No one wants to go through a divorce, but if you find yourself in this position, it's best to tackle the process in an efficient manner. This is why so many people turn to mediation as a better alternative to divorce.
There is no guarantee that mediation will work, but there are many benefits when compared to litigation:
- More control over the process, as you don't have to worry about a judge making decisions on your behalf
- An opportunity to discuss the matters at hand and compromise with your ex-spouse
- Less expensive than litigation
- Power to create an equitable divorce agreement
- Minimize hostility to make it easier to get along in the future, e.g., when co-parenting
How does it work?
The nice thing about divorce mediation is that you play a big part in the process. This may sound like a lot of work, but it's nice to know that you have the autonomy to make decisions that will be best for you, your ex and any children you may have.
During the first meeting, you, your soon-to-be ex-spouse and the mediator will lay all the issues and points of contention on the table. This is your opportunity to clarify which issues need resolved. Often, those pertaining to property division, child support and custody present the most problems.
From there, subsequent meetings will advance the mediation process. Some couples are able to work through everything in a few meetings, while others require many sessions to reach accord.
Upon completion, you will have the opportunity to review the agreement with your legal team. This ensures that nothing slips through the cracks and you aren't making a poor decision you'll regret later.
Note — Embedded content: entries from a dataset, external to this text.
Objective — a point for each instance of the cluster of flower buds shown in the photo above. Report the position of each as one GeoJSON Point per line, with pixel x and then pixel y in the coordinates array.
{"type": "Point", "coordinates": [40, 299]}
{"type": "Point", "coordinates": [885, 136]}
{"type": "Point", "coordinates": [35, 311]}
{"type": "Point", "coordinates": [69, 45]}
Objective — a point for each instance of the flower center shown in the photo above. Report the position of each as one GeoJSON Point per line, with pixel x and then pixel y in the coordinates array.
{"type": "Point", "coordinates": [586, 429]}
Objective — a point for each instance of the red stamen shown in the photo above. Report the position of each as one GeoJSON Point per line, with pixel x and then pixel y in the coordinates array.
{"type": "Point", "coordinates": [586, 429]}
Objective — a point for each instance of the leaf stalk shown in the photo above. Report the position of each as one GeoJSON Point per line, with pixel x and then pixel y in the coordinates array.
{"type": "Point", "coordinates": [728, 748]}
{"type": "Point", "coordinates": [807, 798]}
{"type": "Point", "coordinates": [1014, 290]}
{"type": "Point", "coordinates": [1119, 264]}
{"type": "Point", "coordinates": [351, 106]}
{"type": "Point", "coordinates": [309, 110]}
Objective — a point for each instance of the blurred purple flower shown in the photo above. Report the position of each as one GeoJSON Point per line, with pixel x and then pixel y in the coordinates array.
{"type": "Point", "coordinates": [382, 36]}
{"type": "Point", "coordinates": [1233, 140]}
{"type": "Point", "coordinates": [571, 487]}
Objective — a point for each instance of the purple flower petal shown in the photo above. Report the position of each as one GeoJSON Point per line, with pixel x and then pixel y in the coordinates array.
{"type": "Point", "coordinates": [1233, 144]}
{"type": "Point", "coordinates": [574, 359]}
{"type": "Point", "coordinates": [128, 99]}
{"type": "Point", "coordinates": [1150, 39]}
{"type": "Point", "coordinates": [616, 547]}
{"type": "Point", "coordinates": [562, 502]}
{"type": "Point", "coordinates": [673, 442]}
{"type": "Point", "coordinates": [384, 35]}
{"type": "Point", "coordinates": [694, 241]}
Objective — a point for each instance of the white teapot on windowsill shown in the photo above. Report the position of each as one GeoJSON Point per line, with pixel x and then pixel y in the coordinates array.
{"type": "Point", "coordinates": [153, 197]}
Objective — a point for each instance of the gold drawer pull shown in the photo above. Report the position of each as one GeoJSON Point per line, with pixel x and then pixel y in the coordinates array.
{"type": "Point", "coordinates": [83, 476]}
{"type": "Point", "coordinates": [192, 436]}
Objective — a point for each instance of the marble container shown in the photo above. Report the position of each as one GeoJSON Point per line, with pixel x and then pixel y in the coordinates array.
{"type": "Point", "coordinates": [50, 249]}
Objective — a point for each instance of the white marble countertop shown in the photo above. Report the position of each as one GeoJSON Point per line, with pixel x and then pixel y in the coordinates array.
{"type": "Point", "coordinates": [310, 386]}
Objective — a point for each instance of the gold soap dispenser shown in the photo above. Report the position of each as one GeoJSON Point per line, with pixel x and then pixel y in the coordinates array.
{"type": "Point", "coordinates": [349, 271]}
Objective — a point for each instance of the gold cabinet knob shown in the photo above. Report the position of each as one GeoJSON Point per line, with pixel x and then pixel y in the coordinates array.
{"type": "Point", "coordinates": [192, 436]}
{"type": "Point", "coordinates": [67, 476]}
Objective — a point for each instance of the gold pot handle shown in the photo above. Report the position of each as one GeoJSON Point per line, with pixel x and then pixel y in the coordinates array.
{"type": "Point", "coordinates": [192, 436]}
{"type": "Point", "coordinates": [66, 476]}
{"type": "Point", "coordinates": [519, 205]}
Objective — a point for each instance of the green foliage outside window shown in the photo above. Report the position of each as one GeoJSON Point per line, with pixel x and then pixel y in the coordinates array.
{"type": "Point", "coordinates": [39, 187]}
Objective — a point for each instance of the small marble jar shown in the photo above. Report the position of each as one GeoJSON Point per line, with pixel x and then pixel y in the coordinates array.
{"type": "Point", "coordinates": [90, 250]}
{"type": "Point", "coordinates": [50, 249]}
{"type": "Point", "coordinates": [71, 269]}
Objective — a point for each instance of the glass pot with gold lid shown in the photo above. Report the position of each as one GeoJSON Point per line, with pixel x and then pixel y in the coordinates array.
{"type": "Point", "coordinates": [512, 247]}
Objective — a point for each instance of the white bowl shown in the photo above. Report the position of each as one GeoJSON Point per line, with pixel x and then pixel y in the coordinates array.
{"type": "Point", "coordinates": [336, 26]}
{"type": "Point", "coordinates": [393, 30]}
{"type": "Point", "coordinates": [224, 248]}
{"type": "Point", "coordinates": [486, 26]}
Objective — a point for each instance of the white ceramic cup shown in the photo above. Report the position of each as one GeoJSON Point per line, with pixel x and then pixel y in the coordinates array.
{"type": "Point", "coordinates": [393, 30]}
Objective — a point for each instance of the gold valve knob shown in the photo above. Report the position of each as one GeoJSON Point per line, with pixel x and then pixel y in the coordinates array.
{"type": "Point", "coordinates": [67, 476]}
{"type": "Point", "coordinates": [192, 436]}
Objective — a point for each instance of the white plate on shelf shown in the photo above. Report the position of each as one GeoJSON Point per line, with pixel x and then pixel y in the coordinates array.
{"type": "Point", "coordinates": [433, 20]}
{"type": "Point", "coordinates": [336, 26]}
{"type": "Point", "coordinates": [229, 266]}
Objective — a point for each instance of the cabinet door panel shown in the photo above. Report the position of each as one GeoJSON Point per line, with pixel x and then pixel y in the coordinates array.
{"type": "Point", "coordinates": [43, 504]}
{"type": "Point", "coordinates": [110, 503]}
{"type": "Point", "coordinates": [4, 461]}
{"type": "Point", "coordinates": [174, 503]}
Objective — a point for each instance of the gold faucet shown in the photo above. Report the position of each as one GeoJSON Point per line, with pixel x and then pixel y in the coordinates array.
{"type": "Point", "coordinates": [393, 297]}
Finally, the mediator will send the agreement to the court for its approval. As long as everything is legal and equitable, you probably won't have to appear in court yourself.
Even though there are many benefits to divorce mediation, it's not the right solution for everyone. For example, if one party is unwilling to negotiate and compromise, it's not going to work. This eventually results in the case moving to litigation, during which a judge has the power to make final decisions.
If you're interested in divorce mediation, pay close attention to the pros and cons, the process and your legal rights.